Polity IV 2013Original by Countakeshi - http://upload.wikimedia.org/wikipedia/commons/b/b8/BlankMap-World-large-limited-recognition.png, http://www.systemicpeace.org/polity/polity4.htm, CC BY-SA 3.0, https://commons.wikimedia.org/w/index.php?curid=37242047

   A temporary phenomenon? Will democratic upheavals topple dictatorships like it happened in the past? The sad answer is no. The “Arab Spring” movement was perhaps the last event in history which showed popular masses taking to the streets and forcing governments to resign – at least temporarily.

   Autocracies are fast developing surveillance and control systems which are much more effective than traditional repression and police rule. The dictators’ new digital toolbox contains sophisticated instruments such as face recognition, data collection and analysis, DNA sample banks, all elaborated and analyzed with artificial intelligence.

   China, for instance, is already well advanced in the art of reading people’s minds and anticipating their behavior and intentions. By compiling and evaluating all data on a person’s telephone, internet and smartphone communications, plus shopping habits, travel, education, entertainment and social activities, the government will soon know every citizen better than the person him- or herself. In China, Big Brother is about to become reality. Other governments will follow. Egypt, Turkey, Hungary are on the way.

   Perhaps there is only a time window of five to ten years left in these countries for citizens to protest or rise up against an oppressive government. After that, the government will be in full control of people’s minds. Consequently, there will only be two types of citizens remaining: the majority of people who behave and do not even dream of criticizing or opposing the government, and the minority scared stiff, vegetating in jail or on death row. Huge new penitentiary facilities will have to be built, and there will be a search for safe places, especially islands like Alcatraz, Guantanamo or Imrali, the Turkish prison island.

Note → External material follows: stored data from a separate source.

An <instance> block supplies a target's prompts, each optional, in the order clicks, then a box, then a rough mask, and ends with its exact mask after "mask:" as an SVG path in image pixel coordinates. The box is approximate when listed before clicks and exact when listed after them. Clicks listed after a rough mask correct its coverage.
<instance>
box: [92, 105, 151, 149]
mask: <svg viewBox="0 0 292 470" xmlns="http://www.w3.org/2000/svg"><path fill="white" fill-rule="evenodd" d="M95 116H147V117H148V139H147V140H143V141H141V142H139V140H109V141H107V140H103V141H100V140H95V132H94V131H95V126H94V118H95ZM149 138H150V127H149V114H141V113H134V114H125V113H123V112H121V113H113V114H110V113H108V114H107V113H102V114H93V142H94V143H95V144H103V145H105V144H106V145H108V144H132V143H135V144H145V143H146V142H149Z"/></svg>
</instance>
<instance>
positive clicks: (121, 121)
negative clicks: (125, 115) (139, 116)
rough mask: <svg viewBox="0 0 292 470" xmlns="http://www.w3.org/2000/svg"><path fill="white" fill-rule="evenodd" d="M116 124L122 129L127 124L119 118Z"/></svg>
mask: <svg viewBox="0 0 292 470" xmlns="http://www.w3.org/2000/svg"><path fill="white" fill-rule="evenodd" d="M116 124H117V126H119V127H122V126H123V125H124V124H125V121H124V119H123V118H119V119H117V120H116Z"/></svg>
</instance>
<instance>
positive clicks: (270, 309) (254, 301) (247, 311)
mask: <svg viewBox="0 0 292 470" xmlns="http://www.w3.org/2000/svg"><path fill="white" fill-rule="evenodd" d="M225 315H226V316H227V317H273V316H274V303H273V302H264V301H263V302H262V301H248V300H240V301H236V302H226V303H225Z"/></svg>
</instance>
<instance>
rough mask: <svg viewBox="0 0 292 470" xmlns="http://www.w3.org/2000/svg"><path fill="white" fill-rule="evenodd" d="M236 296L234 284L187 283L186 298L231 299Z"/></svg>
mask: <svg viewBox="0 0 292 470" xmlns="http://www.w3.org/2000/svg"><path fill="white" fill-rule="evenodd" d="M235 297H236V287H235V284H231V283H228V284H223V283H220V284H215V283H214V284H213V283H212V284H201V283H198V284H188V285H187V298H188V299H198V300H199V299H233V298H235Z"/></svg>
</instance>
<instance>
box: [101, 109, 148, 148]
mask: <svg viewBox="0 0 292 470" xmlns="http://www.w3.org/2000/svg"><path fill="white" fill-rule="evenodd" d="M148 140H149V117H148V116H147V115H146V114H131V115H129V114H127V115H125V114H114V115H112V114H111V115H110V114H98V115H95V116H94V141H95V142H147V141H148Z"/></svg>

   Turkey, in fact, is persecuting all people who dare to criticize the war against Kurds in Turkey itself and in neighboring Syria and Iraq. People are arrested for having on the smartphone the “ByLock” messaging app  which allegedly serves communications among members of the “terrorist” Gülen sect,  or for supporting petitions on change.org. Turkey plans to build 228 additional prisons to reduce severe overcrowding in existing facilities by some additional 50,000 people arrested since July 2016. More being arrested almost every day.

   Calming a restive population is the vital need of all autocracies. Modern technology offers a low-cost approach which can obviate the enormous expense of traditional secret policing and snooping with its oppressive and error-prone toolkit. Autocracies which master the art of modern mind control become virtually invincible from within. No dissidents, no opposition, only happy, quiet citizens. The only way such a system could collapse is because of internal rivalries among the ruling clique. However, the collapse would in all likelihood not lead the country to more democratic governance but to another, perhaps even more fearsome autocracy.

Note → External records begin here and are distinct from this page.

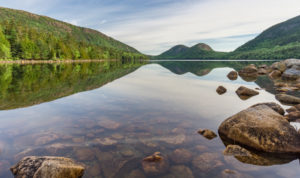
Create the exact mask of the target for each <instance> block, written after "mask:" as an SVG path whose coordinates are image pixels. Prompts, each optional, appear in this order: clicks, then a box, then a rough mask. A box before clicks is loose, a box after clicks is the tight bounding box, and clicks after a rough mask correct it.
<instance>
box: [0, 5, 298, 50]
mask: <svg viewBox="0 0 300 178" xmlns="http://www.w3.org/2000/svg"><path fill="white" fill-rule="evenodd" d="M0 5H1V6H6V7H11V8H19V9H24V10H28V11H32V12H34V13H39V14H44V15H48V16H51V17H54V18H57V19H70V20H68V21H70V22H72V20H73V19H76V20H77V22H78V24H79V25H80V26H87V27H90V28H94V29H99V30H100V31H102V32H104V33H106V34H107V35H110V36H112V37H114V38H116V39H119V40H121V41H123V42H125V43H128V44H129V45H132V46H133V47H135V48H137V49H138V50H141V51H142V52H145V53H149V54H158V53H161V52H162V51H165V50H167V49H168V48H170V47H172V46H174V45H176V44H186V45H194V44H196V43H198V42H207V43H209V44H210V45H211V46H212V47H213V48H214V49H216V50H222V51H229V50H233V49H235V48H236V47H238V46H239V45H241V44H243V43H244V42H246V41H248V40H249V39H251V38H254V37H255V36H256V34H258V33H260V32H261V31H263V30H264V29H266V28H267V27H269V26H271V25H274V24H276V23H279V22H281V21H283V20H286V19H289V18H291V17H294V16H296V15H299V7H300V1H299V0H285V1H283V0H264V1H261V0H252V1H249V0H226V1H224V0H151V1H149V0H123V1H109V0H103V1H95V0H85V1H83V0H66V1H59V0H53V1H46V0H28V1H24V0H22V1H21V0H11V1H1V2H0ZM266 7H267V8H266ZM278 12H280V13H278ZM99 18H100V19H109V22H106V21H102V22H104V23H102V22H101V23H100V24H99ZM249 34H250V36H241V35H249ZM233 36H239V38H233Z"/></svg>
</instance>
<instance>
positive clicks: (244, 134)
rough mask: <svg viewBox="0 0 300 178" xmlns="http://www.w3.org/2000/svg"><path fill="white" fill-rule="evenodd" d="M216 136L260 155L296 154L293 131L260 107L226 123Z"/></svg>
mask: <svg viewBox="0 0 300 178" xmlns="http://www.w3.org/2000/svg"><path fill="white" fill-rule="evenodd" d="M274 105H276V104H275V103H274ZM278 107H280V106H278ZM219 135H220V137H221V138H222V139H226V140H230V141H232V142H234V143H239V144H242V145H245V146H248V147H251V148H254V149H256V150H260V151H265V152H272V153H300V136H299V135H298V133H297V131H296V130H295V129H294V127H292V126H291V125H290V124H289V122H288V121H287V120H286V119H284V117H283V116H282V115H281V114H279V113H278V112H276V111H275V110H274V109H272V108H271V107H269V106H267V105H264V104H261V105H256V106H252V107H250V108H248V109H246V110H243V111H241V112H239V113H237V114H236V115H234V116H232V117H230V118H228V119H226V120H225V121H224V122H223V123H222V124H221V125H220V127H219Z"/></svg>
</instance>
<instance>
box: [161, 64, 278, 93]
mask: <svg viewBox="0 0 300 178" xmlns="http://www.w3.org/2000/svg"><path fill="white" fill-rule="evenodd" d="M253 63H254V64H256V66H259V65H262V64H267V65H271V64H272V62H251V61H242V62H241V61H208V62H205V61H203V62H202V61H201V62H195V61H191V62H172V61H171V62H169V61H168V62H158V64H160V65H161V66H163V67H165V68H167V69H169V70H170V71H171V72H173V73H175V74H178V75H182V74H185V73H187V72H191V73H193V74H195V75H197V76H204V75H207V74H208V73H209V72H210V71H211V70H213V69H215V68H222V67H230V68H233V69H234V70H236V71H239V70H241V69H242V68H243V67H245V66H246V65H249V64H253ZM241 78H242V79H243V80H244V81H248V82H251V81H254V82H255V83H256V84H257V85H259V86H260V87H261V88H265V89H266V91H268V92H270V93H272V94H276V90H275V88H274V83H273V81H272V80H271V79H270V78H269V77H268V76H266V75H265V76H259V77H257V78H243V77H241Z"/></svg>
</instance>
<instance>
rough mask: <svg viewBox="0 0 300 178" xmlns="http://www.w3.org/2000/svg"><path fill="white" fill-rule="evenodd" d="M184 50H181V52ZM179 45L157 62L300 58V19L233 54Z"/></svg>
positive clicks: (245, 44)
mask: <svg viewBox="0 0 300 178" xmlns="http://www.w3.org/2000/svg"><path fill="white" fill-rule="evenodd" d="M178 49H180V50H178ZM206 49H207V50H203V48H199V47H198V48H197V47H196V46H194V47H192V48H188V47H185V46H183V45H180V46H176V47H173V48H171V49H170V50H168V51H166V52H164V53H162V54H161V55H159V56H154V57H153V58H155V59H287V58H300V16H298V17H295V18H292V19H290V20H287V21H285V22H282V23H280V24H277V25H274V26H272V27H270V28H269V29H267V30H265V31H264V32H262V33H261V34H260V35H259V36H257V37H256V38H255V39H253V40H251V41H249V42H247V43H246V44H244V45H242V46H241V47H239V48H237V49H236V50H235V51H233V52H228V53H224V52H217V51H212V50H209V48H206Z"/></svg>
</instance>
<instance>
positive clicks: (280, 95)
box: [275, 94, 300, 104]
mask: <svg viewBox="0 0 300 178" xmlns="http://www.w3.org/2000/svg"><path fill="white" fill-rule="evenodd" d="M275 97H276V99H277V100H278V101H280V102H281V103H283V104H300V98H298V97H296V96H292V95H287V94H277V95H276V96H275Z"/></svg>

   As surveillance and mind control technologies are fast advancing and spreading, every year that passes is a boon for dictatorships. For them, for the first time in human history, the promise of eternal, unchecked rule is beckoning. Where does that leave democracy?

 Heinrich von Loesch

 Update

"Chinese police have used facial recognition technology to locate and arrest a man who was among a crowd of 60,000 concert goers."